Classroom: Experts lectured and led discussions on the deep carbon cycle, extreme microbial systems, mineral evolution, the origin of life, geochemistry of gas fluxes, and fluid-rock interactions.
Science presentations: Students presented their current research as fast-paced 1-minute lightning talks, followed by a poster session. Student abstracts can be found on the DCO website.
Interdisciplinary and integrative science is essential to understanding complex systems: the ecology of extreme environments, intracontinental volcanism, and the deep carbon cycle. Participants faced the challenge of reconciling differences not only in subject matter but in temporal and spatial scales across their widely varying scientific domains. By the end of the session, DCO Summer School participants had integrated differing concepts of time and depth, fields of study, and technical experience to examine Yellowstone’s tectonic, magmatic, hydrothermal, and microbial processes and their controls on carbon dioxide flux.

Using published data and measurements acquired in the field, DCO Summer School scientists conducted a study on the conditions suitable for microbial life on Earth during the short course. The understanding they gained about the regimes in which life can interact with geologic materials and processes will enable these researchers to deepen their scientific studies and recognize fruitful cross-disciplinary collaborations.

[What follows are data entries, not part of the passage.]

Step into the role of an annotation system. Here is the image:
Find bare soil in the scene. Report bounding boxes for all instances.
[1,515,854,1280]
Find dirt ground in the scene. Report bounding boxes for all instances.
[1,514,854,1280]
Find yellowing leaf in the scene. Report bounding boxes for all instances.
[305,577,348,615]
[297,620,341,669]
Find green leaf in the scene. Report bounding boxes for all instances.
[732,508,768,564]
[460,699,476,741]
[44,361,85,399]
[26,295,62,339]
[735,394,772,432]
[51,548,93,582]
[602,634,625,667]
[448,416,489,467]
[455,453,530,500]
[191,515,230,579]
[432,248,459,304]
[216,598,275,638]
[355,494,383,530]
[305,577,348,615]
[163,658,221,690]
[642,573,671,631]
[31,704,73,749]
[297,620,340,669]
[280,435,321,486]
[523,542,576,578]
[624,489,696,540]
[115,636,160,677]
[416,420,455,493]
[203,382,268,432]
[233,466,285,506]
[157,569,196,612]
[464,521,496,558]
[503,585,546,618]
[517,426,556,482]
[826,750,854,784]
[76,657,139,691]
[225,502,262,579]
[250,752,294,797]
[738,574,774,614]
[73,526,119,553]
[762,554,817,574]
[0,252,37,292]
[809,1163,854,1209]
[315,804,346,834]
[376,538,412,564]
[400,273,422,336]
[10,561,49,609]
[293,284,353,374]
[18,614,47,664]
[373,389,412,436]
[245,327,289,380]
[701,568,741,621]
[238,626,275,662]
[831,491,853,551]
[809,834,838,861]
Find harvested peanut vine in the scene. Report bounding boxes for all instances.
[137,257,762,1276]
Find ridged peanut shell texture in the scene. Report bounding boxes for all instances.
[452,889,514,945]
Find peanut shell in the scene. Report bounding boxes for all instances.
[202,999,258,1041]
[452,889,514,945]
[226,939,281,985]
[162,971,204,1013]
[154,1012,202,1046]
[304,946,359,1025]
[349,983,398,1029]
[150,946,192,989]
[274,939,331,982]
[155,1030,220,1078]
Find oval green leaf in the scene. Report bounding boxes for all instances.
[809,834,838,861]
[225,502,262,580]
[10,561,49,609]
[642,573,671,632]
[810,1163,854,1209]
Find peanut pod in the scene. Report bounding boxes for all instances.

The DCO Summer School participants are continuing to build on the work they began in Yellowstone by asking questions that address long-standing unknowns in the scientific community. Such questions include the following: What are the sources and timing of the accumulation of Earth’s volatiles in Yellowstone? What are the geochemical and geophysical contexts of organic compound synthesis that predated the emergence of life? How deep is life found in the Earth’s interior? What are the fluid flux conditions that sustain life, as well as the hydrosphere and atmosphere, on Earth?
The DCO is an interconnected community, and Summer School participants provide research updates at annual meetings, on the DCO website, and to various DCO committees. The authors thank the DCO Summer School organizers, instructors, and fellow participants as well as the DCO, American Geosciences Institute, the Center for Dark Energy Biosphere Investigations, Nano-Tech, and MO BIO Laboratories for their support.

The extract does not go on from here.